Friday, April 7, 2017

Poetry Friday with a review of Animal Naps

Most people will admit (more or less freely) that when they see a sleeping child or animal they get a little squishy feeling inside. I am one of these people, and therefore my Facebook page is crowded with photos of my sleeping cats and dogs. I was therefore attracted to this book from the very start. I saw the cover and had to suppress an immediate "awwwww." The fact that the book pairs gorgeous photos of sleeping animals with beautiful poems made it a must-read title for me. I hope you get the chance to read the book for yourself.

Animal NapsAnimal Naps
Catherine Ham
Poetry Picture Book
For ages 5 to 7
Earlylight Books, 2011, 978-0-9832014-1-0
There is something incredibly appealing about a sleeping animal, even an animal that is normally considered scary.

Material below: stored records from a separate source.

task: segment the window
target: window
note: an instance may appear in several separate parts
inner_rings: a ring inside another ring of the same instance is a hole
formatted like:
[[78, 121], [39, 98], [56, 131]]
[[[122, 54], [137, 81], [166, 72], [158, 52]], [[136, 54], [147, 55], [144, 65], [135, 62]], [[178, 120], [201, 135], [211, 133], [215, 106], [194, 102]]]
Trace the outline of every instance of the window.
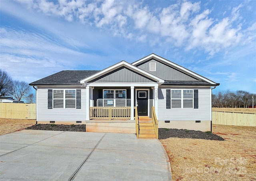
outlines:
[[126, 102], [126, 90], [103, 90], [103, 106], [125, 107]]
[[53, 108], [64, 107], [76, 108], [76, 90], [53, 90]]
[[64, 95], [63, 90], [53, 90], [53, 108], [63, 108], [63, 98]]
[[147, 98], [147, 93], [146, 91], [139, 91], [138, 97], [139, 98]]
[[116, 90], [116, 99], [125, 99], [126, 98], [126, 90]]
[[192, 108], [193, 90], [172, 90], [171, 101], [172, 108]]
[[193, 108], [192, 90], [183, 90], [183, 108]]
[[149, 71], [150, 72], [154, 72], [156, 71], [156, 63], [149, 63]]
[[66, 108], [76, 108], [76, 90], [66, 90]]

At that moment, with their eyes closed, they are vulnerable and even cute. At that moment we can admire them (or gawp at them) knowing that they are not going to run, fly, or slither off.
   In this wonderful book the author pairs beautiful photos of sleeping animals with poems, giving us a unique frozen moment in time to look at all kinds of animals when they are dozing, snoozing, and napping.
   She begins with a trio of shar pei puppies that are piled up, their wrinkly skin loose and rippled, their eyes scrunched shut. She asks us if we think that “maybe they’re dreaming / of growing to fit into their skin.”
   Next there is a fox and we learn from the poem that foxes on their own don’t sleep in a den. As far as the lone fox is concerned “Almost any place will do.” The fox settles down on the ground and drops off after it has wrapped its “warm tail around his face.”
   Koalas are a little more particular about where they sleep. They tend to prefer a fork in a tree that offers them a secure place to nap, which they do for many hours every day.  
   Sloths also sleep in trees, which is not surprising as they rarely come down to the ground. These strange animals favor sleeping upside down. The author wonders if we should “give that a try, you and me?”
  In all, the author of this book gives us twenty-four animal portraits to enjoy. In many of the poems she provides readers with information about the featured animal, telling us about their habits, what they eat, where they live and more. The poetry forms she uses vary greatly, and readers will be delighted at the touches of humor that can be found in many of the verses.